All nonstandard attributes must be supported by both GCC and Clang.
Nonstandard attributes must be written before the declaration, like the following example, so they work with both declarations and definitions.
__attribute__((section(".crt"))) void _crt(void);
All nonstandard builtins must be supported by both GCC and Clang. Compiler builtin usage is complex, and it is recommended that a compiler engineer reviews any code that adds new builtins.
In the following, __builtin_foo is the “prefixed” name and foo is the corresponding “unprefixed” name.
The use of nonstandard compiler builtins must have an unprefixed compatible definition.
There are two ways of doing this, depending on what the builtin does.
For builtins that correspond to a C library function, the unprefixed function must be available to the linker, as the compiler may still insert a call to this function. Unfortunately, older versions of GCC do not support the __has_builtin() preprocessor function, so compiler detection of support for these builtins is next to impossible. In this case, a standards-compliant implementation of the unprefixed name must be provided, and the compilation unit should be compiled with -fno-builtins.

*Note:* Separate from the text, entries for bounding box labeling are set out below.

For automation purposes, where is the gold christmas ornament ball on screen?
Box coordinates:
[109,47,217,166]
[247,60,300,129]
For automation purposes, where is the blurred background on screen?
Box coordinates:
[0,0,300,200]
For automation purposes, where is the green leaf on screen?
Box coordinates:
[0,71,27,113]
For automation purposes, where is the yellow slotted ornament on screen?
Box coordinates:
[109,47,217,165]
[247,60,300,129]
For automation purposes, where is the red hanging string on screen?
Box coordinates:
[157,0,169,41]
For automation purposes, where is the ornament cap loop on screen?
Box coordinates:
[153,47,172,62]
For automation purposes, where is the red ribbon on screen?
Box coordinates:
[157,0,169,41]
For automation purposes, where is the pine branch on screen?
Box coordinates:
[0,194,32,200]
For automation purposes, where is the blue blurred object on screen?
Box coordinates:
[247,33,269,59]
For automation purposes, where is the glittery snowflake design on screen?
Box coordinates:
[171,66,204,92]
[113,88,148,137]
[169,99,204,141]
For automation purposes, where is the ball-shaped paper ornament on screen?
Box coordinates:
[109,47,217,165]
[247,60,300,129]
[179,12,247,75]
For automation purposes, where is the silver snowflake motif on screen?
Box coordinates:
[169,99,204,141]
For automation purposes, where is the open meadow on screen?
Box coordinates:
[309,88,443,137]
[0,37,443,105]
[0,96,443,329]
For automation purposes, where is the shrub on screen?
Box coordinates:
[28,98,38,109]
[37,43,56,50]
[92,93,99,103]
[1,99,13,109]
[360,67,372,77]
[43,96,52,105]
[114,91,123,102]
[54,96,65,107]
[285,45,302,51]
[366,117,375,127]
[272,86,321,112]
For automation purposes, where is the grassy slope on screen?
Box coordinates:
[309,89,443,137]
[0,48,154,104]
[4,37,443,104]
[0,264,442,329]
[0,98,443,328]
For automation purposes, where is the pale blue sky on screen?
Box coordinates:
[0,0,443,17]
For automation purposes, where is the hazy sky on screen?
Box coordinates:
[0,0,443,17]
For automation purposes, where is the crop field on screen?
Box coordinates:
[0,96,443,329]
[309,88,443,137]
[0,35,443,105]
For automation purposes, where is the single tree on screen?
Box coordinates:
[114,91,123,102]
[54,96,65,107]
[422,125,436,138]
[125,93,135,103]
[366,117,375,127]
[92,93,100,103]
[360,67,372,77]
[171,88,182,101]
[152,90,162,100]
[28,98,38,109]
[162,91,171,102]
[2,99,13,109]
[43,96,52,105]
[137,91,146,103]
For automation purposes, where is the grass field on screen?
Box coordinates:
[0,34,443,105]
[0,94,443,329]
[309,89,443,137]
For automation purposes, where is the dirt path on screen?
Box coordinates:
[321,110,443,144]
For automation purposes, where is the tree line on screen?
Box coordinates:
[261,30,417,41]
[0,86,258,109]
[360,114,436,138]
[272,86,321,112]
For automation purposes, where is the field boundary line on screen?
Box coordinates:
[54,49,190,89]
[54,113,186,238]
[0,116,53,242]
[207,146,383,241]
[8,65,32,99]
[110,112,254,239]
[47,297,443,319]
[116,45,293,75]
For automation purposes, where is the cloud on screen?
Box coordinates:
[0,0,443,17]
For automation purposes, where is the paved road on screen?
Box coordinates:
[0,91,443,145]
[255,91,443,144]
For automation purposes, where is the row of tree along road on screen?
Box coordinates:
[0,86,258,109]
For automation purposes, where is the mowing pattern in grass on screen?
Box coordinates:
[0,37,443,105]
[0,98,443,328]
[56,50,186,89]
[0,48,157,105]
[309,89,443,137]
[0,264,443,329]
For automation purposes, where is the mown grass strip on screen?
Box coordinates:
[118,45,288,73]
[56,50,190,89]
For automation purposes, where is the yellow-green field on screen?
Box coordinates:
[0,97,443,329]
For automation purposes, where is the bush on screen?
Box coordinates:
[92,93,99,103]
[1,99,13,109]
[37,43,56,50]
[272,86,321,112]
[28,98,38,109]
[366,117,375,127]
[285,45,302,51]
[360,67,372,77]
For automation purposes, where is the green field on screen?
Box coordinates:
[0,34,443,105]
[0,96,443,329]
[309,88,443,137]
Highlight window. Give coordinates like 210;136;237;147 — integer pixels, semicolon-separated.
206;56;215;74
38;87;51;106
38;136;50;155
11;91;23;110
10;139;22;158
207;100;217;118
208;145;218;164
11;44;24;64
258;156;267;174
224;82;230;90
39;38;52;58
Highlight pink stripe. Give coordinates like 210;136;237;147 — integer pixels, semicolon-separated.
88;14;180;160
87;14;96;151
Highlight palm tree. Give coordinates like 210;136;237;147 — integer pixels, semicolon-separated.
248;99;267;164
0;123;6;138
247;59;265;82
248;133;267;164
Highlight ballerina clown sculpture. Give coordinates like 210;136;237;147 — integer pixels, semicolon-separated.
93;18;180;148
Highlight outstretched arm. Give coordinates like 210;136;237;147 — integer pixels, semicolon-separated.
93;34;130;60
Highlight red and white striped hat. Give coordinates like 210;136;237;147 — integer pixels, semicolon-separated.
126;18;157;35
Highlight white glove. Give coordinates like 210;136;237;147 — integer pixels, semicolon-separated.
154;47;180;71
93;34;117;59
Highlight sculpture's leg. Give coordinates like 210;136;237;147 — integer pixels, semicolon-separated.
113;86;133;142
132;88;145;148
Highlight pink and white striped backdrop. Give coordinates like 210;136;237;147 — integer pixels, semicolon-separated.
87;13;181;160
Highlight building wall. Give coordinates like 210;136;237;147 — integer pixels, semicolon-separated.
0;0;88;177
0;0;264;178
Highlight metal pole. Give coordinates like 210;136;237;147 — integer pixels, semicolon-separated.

For builtins that correspond to low-level byte and integer manipulations, an inline function must be provided with the unprefixed name, which contains only a call to the prefixed builtin. Only the unprefixed name may be called by users: for instance, uint32_t __builtin_bswap32(uint32_t) should not be called, instead users should use inline uint32_t bswap32(uint32_t x). This ensures changes to add compatibilty for other compilers are less invasive, as we already have a function to include a full implementation within.
The clang-format tool can check for adherence to this style guide. The repository contains a .clang-format file which configures clang-format according to the rules outlined in this style guide.
You can run clang-format on you changes by calling git clang-format.
cd $REPO_TOP # make changes to the code ... git add your_modified_file.c # format the staged changes git clang-format
To reformat the whole tree the script util/run-clang-format.sh can be used.